Kenneth L. Hardin: We protested a statue, now do it for gun violence
Published 12:00 am Sunday, July 31, 2022
Since we’ve managed to have the Fame statue relocated, had a lynching remembrance sign erected and prayed at the wrong centuries old lynching tree, when are we going to devote the same energy to reducing or eliminating the gun violence so pervasive in the Black community?
We tend to only travel down a one-way road when it comes to addressing and rectifying societal ills. We have to be just as concerned about nefarious behavior when it’s perpetrated by the Brotherman just as it is when it’s by the Otherman. As an equal opportunity offender, I want to expose when White ain’t right and when Black is being slack.
This gun violence has no color association, and to attribute a melanin content level is just asinine, dangerous, and racially divisive. That didn’t stop a fellow Council member from calling me one afternoon to engage in that level of stupidity when I sat perched in the high back chair. She said to me, “Kenny, with all the gun violence and murders happening in the Black community, do y’all not care about gun violence?” I tried to meet her level of idiocy with a similar imbecilic retort, “Well, with all the meth and pedophilia in the white community, do y’all not care?”

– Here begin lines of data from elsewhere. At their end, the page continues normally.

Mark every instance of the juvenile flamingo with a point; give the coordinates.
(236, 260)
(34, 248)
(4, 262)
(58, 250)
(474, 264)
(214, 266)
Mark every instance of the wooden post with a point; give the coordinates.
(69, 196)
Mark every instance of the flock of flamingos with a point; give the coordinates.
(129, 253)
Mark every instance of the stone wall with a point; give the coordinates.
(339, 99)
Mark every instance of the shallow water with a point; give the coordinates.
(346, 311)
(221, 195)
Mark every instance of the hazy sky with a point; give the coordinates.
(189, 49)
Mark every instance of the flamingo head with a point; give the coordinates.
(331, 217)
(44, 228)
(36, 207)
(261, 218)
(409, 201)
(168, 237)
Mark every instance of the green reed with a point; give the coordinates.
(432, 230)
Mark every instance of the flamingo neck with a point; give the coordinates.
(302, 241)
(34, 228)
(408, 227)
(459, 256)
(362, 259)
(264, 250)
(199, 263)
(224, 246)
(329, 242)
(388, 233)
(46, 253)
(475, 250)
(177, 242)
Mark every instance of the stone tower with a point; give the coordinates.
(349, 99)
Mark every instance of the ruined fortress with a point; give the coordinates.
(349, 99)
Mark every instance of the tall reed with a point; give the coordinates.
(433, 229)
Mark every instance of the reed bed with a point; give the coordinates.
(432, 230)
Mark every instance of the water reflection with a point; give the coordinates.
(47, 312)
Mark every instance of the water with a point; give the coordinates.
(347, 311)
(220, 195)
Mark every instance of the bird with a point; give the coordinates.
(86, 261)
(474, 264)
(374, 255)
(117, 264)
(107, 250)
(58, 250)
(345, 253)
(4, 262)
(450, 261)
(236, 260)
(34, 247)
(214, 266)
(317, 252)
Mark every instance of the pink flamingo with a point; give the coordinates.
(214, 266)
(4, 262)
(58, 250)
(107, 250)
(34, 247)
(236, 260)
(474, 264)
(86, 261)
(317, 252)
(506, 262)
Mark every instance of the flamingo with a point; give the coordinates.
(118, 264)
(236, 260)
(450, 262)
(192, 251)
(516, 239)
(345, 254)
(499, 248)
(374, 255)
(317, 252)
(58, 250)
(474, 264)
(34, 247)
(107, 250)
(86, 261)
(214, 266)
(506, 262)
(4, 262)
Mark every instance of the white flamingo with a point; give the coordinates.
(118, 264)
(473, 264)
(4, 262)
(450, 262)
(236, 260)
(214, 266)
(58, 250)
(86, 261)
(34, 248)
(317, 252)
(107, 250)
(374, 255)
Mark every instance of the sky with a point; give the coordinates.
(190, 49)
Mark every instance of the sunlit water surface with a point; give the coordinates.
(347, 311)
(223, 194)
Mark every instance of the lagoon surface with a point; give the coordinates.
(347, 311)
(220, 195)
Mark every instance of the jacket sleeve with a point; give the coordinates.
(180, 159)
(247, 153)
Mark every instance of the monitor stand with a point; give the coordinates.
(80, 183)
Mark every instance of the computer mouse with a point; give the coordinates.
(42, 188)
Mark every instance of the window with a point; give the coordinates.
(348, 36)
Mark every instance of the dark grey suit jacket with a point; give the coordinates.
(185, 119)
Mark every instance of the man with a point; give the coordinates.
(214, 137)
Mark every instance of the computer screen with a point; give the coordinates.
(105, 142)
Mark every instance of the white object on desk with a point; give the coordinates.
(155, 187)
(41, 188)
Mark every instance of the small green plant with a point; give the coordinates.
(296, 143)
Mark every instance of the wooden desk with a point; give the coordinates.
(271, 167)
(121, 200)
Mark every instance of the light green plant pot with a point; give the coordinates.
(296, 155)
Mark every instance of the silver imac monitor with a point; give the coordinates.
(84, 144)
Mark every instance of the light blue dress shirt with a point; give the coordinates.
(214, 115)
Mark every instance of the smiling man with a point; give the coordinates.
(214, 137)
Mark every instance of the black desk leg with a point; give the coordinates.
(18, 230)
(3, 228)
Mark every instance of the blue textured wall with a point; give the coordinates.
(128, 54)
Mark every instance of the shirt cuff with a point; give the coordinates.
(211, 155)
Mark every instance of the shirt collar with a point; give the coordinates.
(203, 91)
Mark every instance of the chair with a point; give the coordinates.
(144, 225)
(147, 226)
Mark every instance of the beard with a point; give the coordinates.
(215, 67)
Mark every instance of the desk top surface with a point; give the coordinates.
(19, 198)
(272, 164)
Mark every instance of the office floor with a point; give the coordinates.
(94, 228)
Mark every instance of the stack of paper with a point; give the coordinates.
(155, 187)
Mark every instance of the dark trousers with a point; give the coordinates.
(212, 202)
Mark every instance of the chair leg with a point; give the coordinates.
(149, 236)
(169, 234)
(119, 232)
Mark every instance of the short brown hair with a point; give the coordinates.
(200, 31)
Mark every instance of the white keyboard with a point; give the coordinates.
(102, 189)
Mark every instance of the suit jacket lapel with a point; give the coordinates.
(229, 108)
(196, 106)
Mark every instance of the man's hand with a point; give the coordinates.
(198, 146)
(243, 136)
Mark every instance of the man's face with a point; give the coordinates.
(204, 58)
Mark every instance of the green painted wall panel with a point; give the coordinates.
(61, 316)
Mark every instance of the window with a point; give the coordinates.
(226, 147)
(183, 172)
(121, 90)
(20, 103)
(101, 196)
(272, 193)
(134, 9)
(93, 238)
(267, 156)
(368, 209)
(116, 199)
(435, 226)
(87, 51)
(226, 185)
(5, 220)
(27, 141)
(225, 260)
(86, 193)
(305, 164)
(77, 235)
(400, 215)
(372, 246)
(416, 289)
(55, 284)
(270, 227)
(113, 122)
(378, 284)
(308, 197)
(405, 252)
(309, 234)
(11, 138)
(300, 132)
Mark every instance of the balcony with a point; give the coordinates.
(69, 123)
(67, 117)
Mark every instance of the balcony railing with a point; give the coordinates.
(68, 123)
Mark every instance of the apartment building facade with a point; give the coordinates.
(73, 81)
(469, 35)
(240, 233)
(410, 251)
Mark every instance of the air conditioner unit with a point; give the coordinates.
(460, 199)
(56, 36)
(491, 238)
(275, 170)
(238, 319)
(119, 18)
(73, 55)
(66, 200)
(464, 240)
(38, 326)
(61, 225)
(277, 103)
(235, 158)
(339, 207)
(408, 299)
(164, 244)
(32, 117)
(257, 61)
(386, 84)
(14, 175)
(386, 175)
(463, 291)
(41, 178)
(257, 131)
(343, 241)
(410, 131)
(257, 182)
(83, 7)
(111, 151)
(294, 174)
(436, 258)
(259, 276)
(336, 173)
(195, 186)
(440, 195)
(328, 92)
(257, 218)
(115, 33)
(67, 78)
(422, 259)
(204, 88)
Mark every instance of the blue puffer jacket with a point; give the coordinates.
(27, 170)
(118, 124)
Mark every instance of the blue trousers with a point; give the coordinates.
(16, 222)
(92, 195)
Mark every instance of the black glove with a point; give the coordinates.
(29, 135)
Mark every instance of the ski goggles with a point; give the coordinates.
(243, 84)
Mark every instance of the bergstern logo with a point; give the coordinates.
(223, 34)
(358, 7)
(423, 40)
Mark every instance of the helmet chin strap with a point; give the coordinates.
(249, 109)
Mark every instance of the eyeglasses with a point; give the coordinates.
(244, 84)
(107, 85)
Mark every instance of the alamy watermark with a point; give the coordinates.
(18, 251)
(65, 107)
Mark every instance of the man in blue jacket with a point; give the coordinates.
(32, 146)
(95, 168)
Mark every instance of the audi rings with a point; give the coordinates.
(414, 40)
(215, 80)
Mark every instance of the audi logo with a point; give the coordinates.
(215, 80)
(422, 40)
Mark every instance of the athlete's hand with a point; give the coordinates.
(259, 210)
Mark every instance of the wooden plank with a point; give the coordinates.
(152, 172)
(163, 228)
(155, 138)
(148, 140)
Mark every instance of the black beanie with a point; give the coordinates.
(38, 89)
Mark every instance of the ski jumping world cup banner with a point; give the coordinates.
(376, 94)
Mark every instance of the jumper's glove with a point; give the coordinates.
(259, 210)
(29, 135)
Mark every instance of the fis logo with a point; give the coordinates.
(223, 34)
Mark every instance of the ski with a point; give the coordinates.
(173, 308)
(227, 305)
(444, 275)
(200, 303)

Therein lies one of the primary reasons this scourge continues to escalate. When you assign one color, culture, or community to gun violence instead of viewing it as an overall societal problem, regardless of where it occurs most often, then progress will never be recognized.
Too often in this city, gun violence is deemed a Black problem. It’s as if that somehow absolves from responsibility those who don’t look like the ones they’re casting aspersions against. It’s not until it touches the fringes of their world that it suddenly becomes a crisis. I’ve been preaching loudly and consistently about the proliferation of gang and gun violence since the early 1990s. You would’ve thought the way the mayor and others responded after the Catawba College basketball tournament shooting it was the first bullet ever fired in this city. I fielded numerous calls from upset people of color who shared how they wished they would’ve received that level of response and concern after the many decades of pleading for intervention in their neighborhoods.
Back in the mid ’90s, I led the first community conversation program between the city and the West End. The focus was on gangs, gun violence, drugs and dilapidated housing. Fast forward nearly 30 years and several iterations of the same pointless conversations, now held every two years, and we’re still focusing on the same issues. It’s all smoke and mirrors and distractions to fool residents into thinking there’s a plan when there’s none. What I take exception to is how we’ll invest resources into building a multimillion-dollar park downtown, make upgrades to the City Lake park, institute a drinking-walk along district downtown and throw money into failed ceasefire programs, but can’t seem to find money to abate the gang and gun violence problem. Spare me the worn-out rationalization that it isn’t unique to only our city because it happens everywhere. Well, I don’t live everywhere. I live here and only care about finding solutions to the problems where I pay property taxes.
As I verbally stride down this path and state the need for the same increased cultural accountability we do for racism, I won’t be asked to make the potato salad for the next cookout. Black folks have to step up, start speaking out more forcefully and take the lead. Cute yard signs asking people to stop shooting works about as effectively as Nancy Reagan’s “Just Say No Campaign” did. Skinfolk have to open up our eyes, unclasp our hands, get up off our knees, and stop asking a deity to fix this issue in our community.
With the number of Black churches in an area the size of the West End, it begs the question: is the church only ministering to those inside who pay the weekly attendance fees?
Instead of Civil Rights organizations seeking notoriety for winning awards for a failed campaign, try knocking on doors to encourage people to vote or try implementing job training, life skills and economic improvement programs. We have too many divided loyalties and culture hustler leaders more concerned with making history than a difference.
The same way we march and chant “no justice, no peace” when an unarmed Black man is gunned down by a cop, we need to shout it to our own every time a bullet needlessly shatters the innocence of our community.
Fame no longer stands, but gun violence remains. That statue never jumped down and fired one bullet, but we made sure our voices were heard. Let’s do the same thing with gun violence.